A Frente Parlamentar da Vacina (FPV )
A FPV é uma iniciativa suprapartidária que reúne cerca de 200 parlamentares da Câmara dos Deputados e do Senado Federal. Seu objetivo é promover a ciência na saúde pública e fortalecer a vacinação como uma ferramenta essencial para proteger vidas.
O que queremos?
Fortalecer as políticas públicas de vacinação aumentando coberturas vacinais para proteger toda a população brasileira.
O que defendemos?
- O Programa Nacional de Imunizações (PNI) como uma política de Estado, essencial para o país
- As campanhas educativas sobre a importância das vacinas
- O combate à desinformação
- O apoio aos profissionais de saúde e agentes que atuam diretamente com a população
Acreditamos na ciência, defendendo políticas baseadas em evidências e reconhecendo o papel fundamental de instituições como a Fiocruz e o Instituto Butantan.

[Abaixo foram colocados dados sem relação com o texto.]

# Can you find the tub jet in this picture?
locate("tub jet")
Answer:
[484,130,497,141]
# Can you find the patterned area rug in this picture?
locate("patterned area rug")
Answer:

Somos um espaço de diálogo, ação e compromisso com a saúde pública, com foco na confiança da população e na valorização do Sistema Único de Saúde (SUS).
Vacinas salvam vidas, previnem doenças e são fundamentais para o bem-estar de todos.
Como acompanhamos a vacinação no Brasil?
Monitoramento diário
Hoje, 21 vacinas têm sua cobertura vacinal avaliada e monitorada todos os dias, por região e por outros indicadores importantes para entender o cenário no país.
Filtros Regionais
Consulte os dados pelo estado, sua região ou sua cidade, usando os filtros disponíveis para acompanhar como está a vacinação na sua área.
Dados sempre atualizados
Todas as informações são coletadas diariamente a partir dos dados oficiais disponibilizados pelo DATASUS, garantindo precisão e confiabilidade.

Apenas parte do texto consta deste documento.